Introduction Previous studies in developed countries have documented associations between air pollution and risk of some neoplasms. We explored the association of traffic-related air pollution with hospitalisations for cancer groups.
Methods Our analysis included all individuals admitted to public or private hospitals in São Paulo from 2004 to 2006 with a main diagnosis of primary invasive cancer. Only the first individual admission was considered, from which age, sex, diagnosis and home address were extracted. We calculated total, gasoline and diesel vehicles traffic density, from traffic counts data, for 4964 geographical units with a population of 20 or more inhabitants, formed by a grid of 500 by 500 m. We used logistic regression models adjusted by the Human Development Index of the area for groups of cancer.
Results There was an increased risk of hospitalisation for respiratory neoplasms in adults and for haematologic neoplasms in children and adolescents associated with living in areas with higher total traffic density and traffic density for vehicles powered by gasoline and diesel, with a clear dose-response gradient.

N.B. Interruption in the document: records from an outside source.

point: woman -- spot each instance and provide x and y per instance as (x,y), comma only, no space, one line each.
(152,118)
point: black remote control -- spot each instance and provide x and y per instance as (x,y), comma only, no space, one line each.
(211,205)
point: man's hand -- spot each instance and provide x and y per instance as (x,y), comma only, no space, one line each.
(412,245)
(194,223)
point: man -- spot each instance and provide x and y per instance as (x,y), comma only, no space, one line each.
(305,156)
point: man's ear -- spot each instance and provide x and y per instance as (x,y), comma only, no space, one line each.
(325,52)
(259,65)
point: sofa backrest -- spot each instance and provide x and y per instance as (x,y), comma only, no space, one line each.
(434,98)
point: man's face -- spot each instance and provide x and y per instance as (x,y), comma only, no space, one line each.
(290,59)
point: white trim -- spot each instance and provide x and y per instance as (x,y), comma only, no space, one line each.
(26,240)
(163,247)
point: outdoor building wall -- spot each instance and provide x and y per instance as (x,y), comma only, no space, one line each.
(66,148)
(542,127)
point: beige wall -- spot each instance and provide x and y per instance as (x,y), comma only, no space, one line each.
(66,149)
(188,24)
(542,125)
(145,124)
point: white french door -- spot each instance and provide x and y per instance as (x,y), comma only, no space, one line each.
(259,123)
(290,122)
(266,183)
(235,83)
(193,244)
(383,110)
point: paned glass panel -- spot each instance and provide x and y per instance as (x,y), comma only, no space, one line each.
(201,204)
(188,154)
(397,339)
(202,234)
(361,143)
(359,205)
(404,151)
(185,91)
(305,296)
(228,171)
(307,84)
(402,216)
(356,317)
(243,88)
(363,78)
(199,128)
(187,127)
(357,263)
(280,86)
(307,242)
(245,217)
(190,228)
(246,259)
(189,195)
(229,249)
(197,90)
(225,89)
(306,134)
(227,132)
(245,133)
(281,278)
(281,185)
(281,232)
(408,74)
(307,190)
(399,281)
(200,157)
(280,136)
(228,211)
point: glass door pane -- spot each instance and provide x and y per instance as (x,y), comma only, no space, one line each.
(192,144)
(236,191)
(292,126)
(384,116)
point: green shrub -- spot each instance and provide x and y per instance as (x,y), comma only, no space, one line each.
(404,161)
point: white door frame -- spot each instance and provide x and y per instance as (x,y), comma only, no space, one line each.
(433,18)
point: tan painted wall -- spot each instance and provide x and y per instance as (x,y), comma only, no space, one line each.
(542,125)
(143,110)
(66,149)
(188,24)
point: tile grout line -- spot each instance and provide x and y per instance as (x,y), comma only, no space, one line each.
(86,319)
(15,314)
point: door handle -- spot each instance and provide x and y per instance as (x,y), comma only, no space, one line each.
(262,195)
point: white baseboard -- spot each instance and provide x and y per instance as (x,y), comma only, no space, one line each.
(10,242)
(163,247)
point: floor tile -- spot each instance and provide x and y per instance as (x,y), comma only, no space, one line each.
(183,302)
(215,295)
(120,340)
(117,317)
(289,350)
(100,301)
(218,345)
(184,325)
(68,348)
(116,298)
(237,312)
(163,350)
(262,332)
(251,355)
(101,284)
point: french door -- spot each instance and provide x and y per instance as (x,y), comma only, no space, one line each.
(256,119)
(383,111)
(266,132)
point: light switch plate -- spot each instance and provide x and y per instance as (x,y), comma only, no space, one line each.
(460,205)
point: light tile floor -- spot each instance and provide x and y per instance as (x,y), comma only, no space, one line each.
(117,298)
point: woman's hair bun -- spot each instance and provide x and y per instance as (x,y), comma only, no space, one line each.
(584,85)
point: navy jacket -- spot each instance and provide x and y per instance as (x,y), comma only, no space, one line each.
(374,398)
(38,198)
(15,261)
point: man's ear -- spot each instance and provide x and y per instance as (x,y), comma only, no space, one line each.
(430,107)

The Rate ratios of these neoplasms for the highest category of exposure to total density traffic were, respectively, 3.31 (95% CI 2.26 to 4.87) and 2.35 (95% CI 1.59 to 3.49).
Conclusion Our study suggests an association between traffic air pollution and hospital admissions for respiratory and haematologic cancers. The adjustment for potential confounding variables, the use of more sophisticated exposure assessment models and of incidence data are needed to more directly investigate the cause and effect relationship.